President of the Constitutional Court of Algeria
- Incumbent
- Assumed office 22 June 2025 Acting: 22 June 2025–8 July 2025
- Preceded by: Omar Belhaj

Judge of the Constitutional Court of Algeria
- Incumbent
- Assumed office November 2021

Personal details
- Born: 2 September 1945 (age 80) Algiers, Algeria
- Education: University of Algiers 1

= Leïla Aslaoui =

Algerian judge and politician (born 1945)

Leïla Aslaoui (ليلى عسلاوي; born 2 September 1945) is an Algerian judge and politician. She was one of the first female judges in Algeria and became the first woman president of the Constitutional Court of Algeria in 2025. Between 1991 and 1992 she served as Minister of Youth and Sports.

==Early life and education==
Aslaoui was born on 2 September 1945 in Algiers, Algeria. Her father died when she was seven years old. She graduated from the Higher National School Of Political Sciences in 1967 and studied law and obtained a master’s degree from the University of Algiers 1.

==Career==
Aslaoui began her judicial career as one of the first female judges in Algeria, and worked at the Court of Algiers and the Supreme Court. In 1989 Aslaoui was named aide to the Minister of Justice. Between 1991 and 1992, she served as Minister for Youth and Sport in the emergency cabinet of Sid Ahmed Ghozali. During the Algerian Civil War, Aslaoui received death threats and remained opposed to any dialogue with the Islamist rebel groups or their political representatives. She subsequently served as State Secretary to the Ministry for Foreign Affairs, with responsibility for National Solidarity and the Family. Following negotiations with those released from prison in September 1994, Aslaoui resigned, stating that the initiative was “immoral and politically unacceptable”. Aslaoui founded an association for victims of terrorism after her husband's murder in 1994 and became an activist against terrorism and Islamic extremism, giving lectures around the world and publishing several books.

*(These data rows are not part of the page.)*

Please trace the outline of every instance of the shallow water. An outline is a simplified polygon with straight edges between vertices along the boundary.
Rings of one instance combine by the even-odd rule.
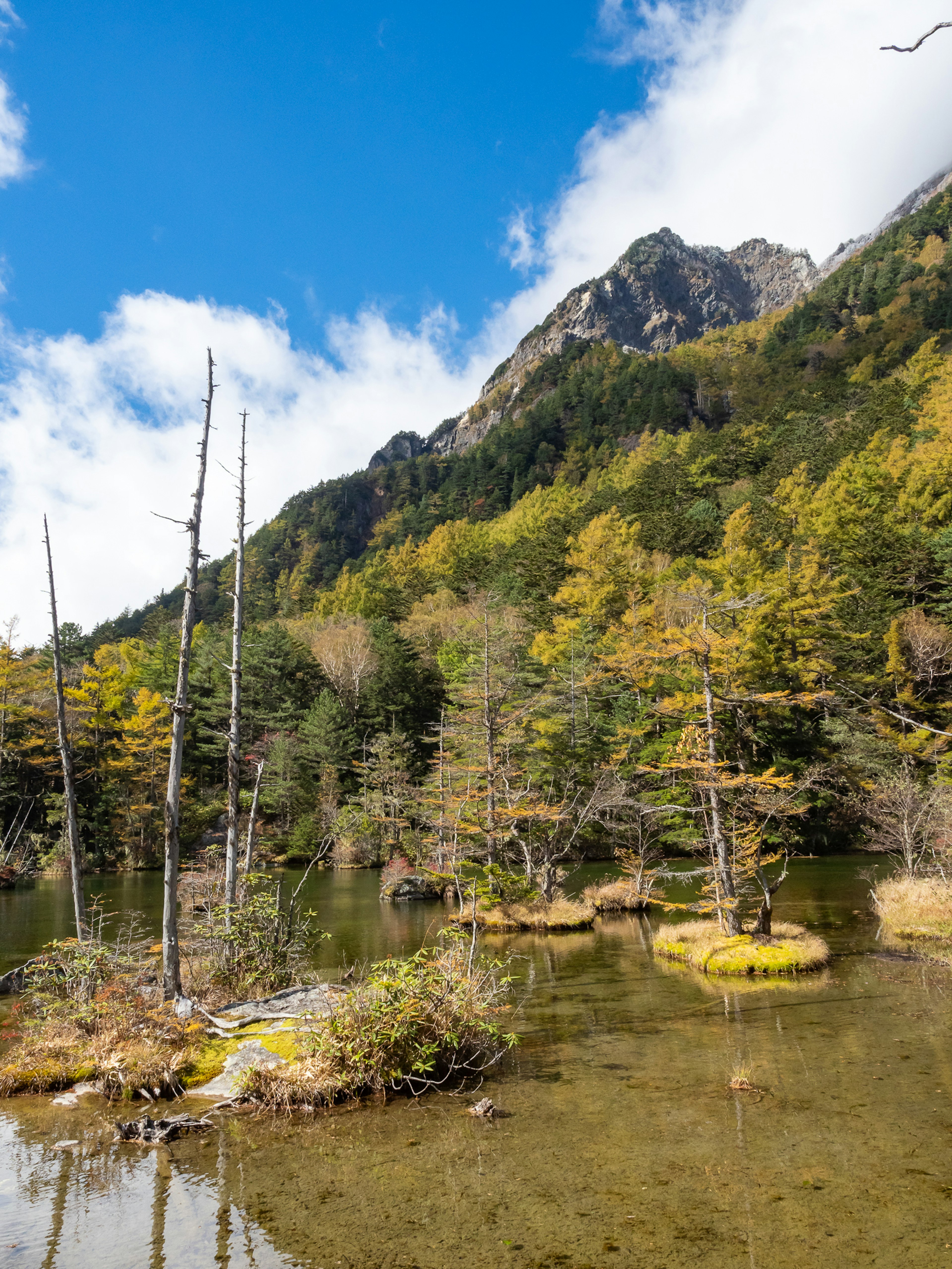
[[[102,1104],[3,1104],[0,1264],[946,1265],[949,977],[881,953],[862,863],[793,863],[778,917],[834,950],[793,982],[655,962],[633,916],[495,937],[522,958],[524,1037],[480,1090],[508,1112],[495,1122],[437,1094],[222,1115],[206,1140],[150,1151],[113,1145]],[[381,907],[377,883],[315,879],[326,964],[410,950],[438,919]],[[18,956],[29,937],[24,919]],[[737,1063],[760,1091],[726,1090]],[[62,1138],[81,1145],[53,1151]]]

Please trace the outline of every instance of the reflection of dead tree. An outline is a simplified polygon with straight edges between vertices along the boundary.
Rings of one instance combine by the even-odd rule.
[[[66,1197],[70,1190],[70,1173],[72,1171],[72,1150],[66,1147],[60,1165],[60,1175],[56,1178],[56,1193],[53,1194],[53,1213],[50,1222],[50,1237],[47,1239],[46,1259],[42,1269],[52,1269],[60,1254],[60,1241],[62,1239],[63,1217],[66,1216]]]
[[[149,1269],[165,1269],[165,1213],[169,1207],[171,1167],[168,1157],[156,1151],[155,1181],[152,1187],[152,1240]]]
[[[924,36],[920,36],[916,42],[910,44],[908,48],[900,48],[899,44],[880,44],[880,52],[914,53],[916,48],[929,38],[929,36],[934,36],[937,30],[942,30],[944,27],[952,27],[952,22],[937,22],[932,30],[927,30]]]

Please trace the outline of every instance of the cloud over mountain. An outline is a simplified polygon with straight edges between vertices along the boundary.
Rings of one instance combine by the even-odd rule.
[[[221,383],[213,453],[231,461],[246,406],[260,522],[298,489],[362,467],[392,433],[425,433],[466,407],[567,291],[661,225],[688,242],[767,237],[814,259],[875,225],[952,156],[952,44],[937,37],[913,57],[878,46],[943,16],[933,0],[901,11],[886,0],[605,0],[609,60],[655,66],[647,102],[598,121],[552,206],[523,211],[512,241],[528,280],[467,344],[442,308],[413,330],[368,308],[333,321],[316,354],[281,315],[155,292],[123,297],[95,340],[5,326],[0,615],[18,612],[24,637],[44,637],[44,510],[63,618],[90,626],[176,580],[182,541],[150,511],[188,508],[207,345]],[[27,170],[24,118],[3,89],[0,181]],[[207,551],[228,548],[231,522],[230,478],[215,468]]]

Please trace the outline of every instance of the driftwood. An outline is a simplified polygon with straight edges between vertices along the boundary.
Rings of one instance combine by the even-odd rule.
[[[208,1118],[195,1119],[190,1114],[174,1114],[168,1119],[150,1119],[147,1114],[128,1123],[116,1121],[117,1141],[141,1141],[149,1146],[159,1146],[166,1141],[175,1141],[176,1137],[187,1132],[206,1132],[215,1124]]]

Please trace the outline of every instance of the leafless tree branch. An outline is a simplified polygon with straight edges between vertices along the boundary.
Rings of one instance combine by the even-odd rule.
[[[924,36],[920,36],[916,42],[910,44],[908,48],[900,48],[899,44],[880,44],[880,52],[914,53],[916,48],[929,38],[929,36],[934,36],[937,30],[942,30],[944,27],[952,27],[952,22],[937,22],[932,30],[927,30]]]

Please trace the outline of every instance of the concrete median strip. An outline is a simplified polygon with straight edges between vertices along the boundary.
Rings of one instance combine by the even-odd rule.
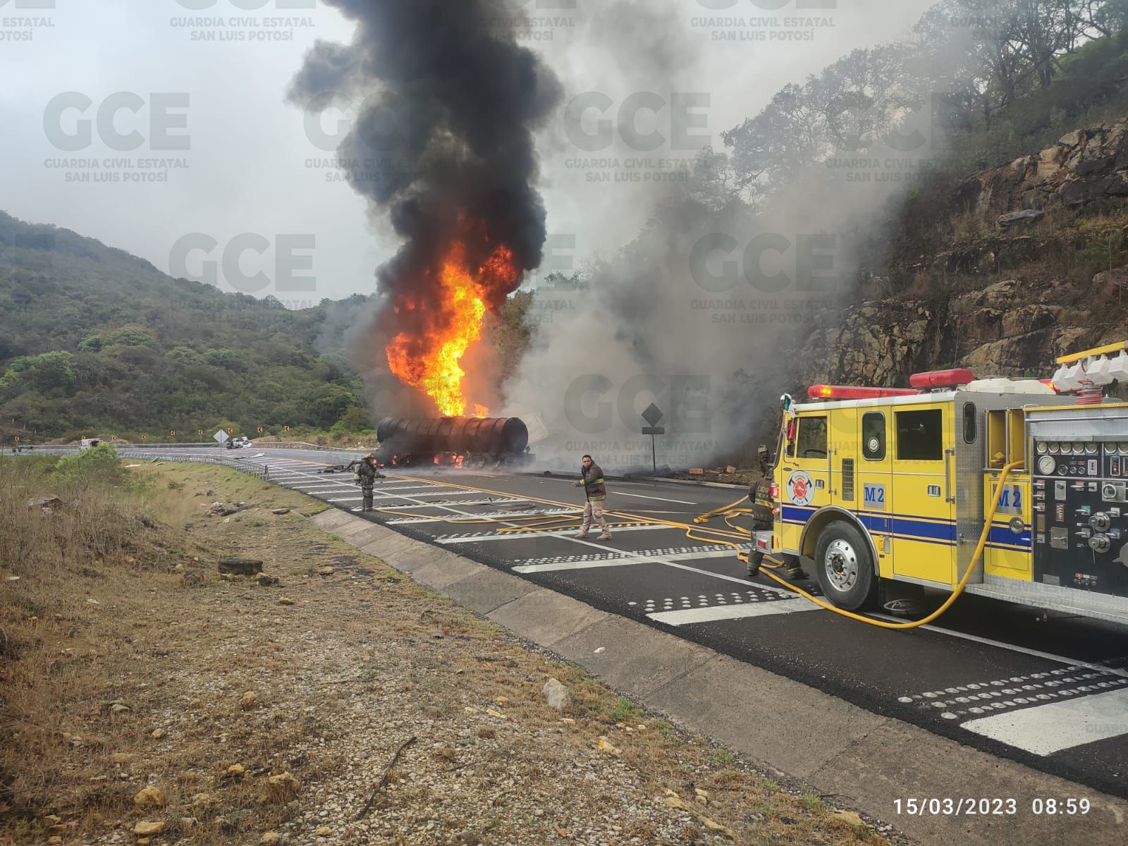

Following Abdelaziz Bouteflika’s rise to power in 1999, she opposed his policy of national reconciliation and amnesty and rejected Bouteflika’s bid for a second term following the 2004 presidential election. After Bouteflika’s downfall, Aslaoui returned to public office, first in the Council of the Nation and then on the Constitutional Court, where she was appointed justice in November 2021.

After Omar Belhaj’s resignation as president of the Constitutional Court for personal reasons on 19 June 2025, Aslaoui presided over the judicial session that day to assess the vacancy and was appointed acting president on 22 June as the senior judge. She was formally appointed as president on 8 July 2025 by President of Algeria Abdelmadjid Tebboune.

==Personal life==
In the midst of the civil war, on 17 October 1994, her husband was stabbed to death whilst working at his dental surgery.